OTTAWA—As the debate heats up over whether Canada should ratify the proposed Trans-Pacific Partnership (TPP), a new study released today by the Canadian Centre for Policy Alternatives (CCPA) highlights the agreement’s serious shortcomings in protecting the environment.
“Far from being a milestone for environmental protection, as claimed by the U.S. and Canadian governments, the TPP will not safeguard or promote effective environmental protection measures,” says Jacqueline Wilson, legal counsel at the Canadian Environmental Law Association and author of the study Bait-and-Switch: The Trans-Pacific Partnership’s Promised Environmental Protections Do Not Deliver.
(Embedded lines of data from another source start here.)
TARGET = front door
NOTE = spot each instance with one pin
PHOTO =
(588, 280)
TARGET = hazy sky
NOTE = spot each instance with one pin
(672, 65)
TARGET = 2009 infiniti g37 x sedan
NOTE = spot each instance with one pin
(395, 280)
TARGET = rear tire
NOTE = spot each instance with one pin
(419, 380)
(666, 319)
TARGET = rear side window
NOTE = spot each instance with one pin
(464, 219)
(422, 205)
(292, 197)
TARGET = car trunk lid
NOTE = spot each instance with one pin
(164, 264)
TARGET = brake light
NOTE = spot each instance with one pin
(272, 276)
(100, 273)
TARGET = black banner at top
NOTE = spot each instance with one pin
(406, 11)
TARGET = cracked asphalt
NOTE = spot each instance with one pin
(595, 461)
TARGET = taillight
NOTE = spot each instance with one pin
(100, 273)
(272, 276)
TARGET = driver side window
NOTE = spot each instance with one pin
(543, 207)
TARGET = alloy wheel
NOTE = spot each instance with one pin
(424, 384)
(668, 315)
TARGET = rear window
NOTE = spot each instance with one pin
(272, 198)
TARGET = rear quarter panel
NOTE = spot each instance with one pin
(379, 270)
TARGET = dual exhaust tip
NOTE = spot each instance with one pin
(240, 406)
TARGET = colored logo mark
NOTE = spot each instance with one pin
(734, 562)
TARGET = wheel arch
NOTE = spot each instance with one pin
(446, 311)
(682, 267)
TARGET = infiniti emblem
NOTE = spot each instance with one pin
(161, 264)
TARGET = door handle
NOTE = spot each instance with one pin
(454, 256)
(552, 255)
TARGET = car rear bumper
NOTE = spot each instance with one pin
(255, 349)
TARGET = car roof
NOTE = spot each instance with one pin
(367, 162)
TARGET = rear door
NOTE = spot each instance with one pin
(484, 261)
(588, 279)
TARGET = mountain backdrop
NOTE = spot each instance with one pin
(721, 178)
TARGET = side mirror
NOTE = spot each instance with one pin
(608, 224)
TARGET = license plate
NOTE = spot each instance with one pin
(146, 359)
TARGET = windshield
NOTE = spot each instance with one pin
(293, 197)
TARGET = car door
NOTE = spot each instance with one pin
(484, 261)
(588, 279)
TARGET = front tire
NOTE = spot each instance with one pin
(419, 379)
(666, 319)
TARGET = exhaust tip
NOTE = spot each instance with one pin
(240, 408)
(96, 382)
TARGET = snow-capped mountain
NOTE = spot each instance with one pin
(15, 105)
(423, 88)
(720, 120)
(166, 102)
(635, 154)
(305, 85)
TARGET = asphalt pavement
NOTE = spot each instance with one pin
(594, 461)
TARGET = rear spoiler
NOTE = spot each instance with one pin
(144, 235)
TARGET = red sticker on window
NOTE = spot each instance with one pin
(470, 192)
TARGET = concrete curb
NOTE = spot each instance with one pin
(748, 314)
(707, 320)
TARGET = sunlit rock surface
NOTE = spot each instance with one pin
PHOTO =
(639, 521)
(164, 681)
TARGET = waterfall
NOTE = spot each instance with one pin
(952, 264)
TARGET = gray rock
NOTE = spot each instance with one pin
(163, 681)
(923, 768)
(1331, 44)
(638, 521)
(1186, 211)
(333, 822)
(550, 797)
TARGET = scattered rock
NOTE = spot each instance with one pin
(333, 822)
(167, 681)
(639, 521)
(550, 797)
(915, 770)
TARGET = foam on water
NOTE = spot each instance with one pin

“The language in the chapter is generally weak and unenforceable, and TPP countries are given broad discretion to decide whether and how to act on environmental issues,” says Wilson, whose legal review of the 12-country trade and investment pact also finds:
- the environmental protection chapter only covers central government laws, which is especially significant in federal states like Canada;
- the state-to-state dispute mechanisms in the TPP are unlikely to be enforced for environmental protection and provide little room for public participation; and
- public complaint mechanisms are very weak, providing no way for citizens to follow up once a TPP government responds to a complaint.
“The TPP offers far more protections for investors and corporations than it does for the environment and other areas of public policy,” adds Scott Sinclair, senior trade researcher with the CCPA and co-ordinator of the centre’s series on the TPP: What’s the Big Deal: Understanding the Trans-Pacific Partnership.
“If trade deals in any way reflect a country’s values or priorities, the TPP demonstrates that effectively addressing climate change and the ecological impacts of increased globalization is not one of them—for Canada or any other participating country,” says Sinclair.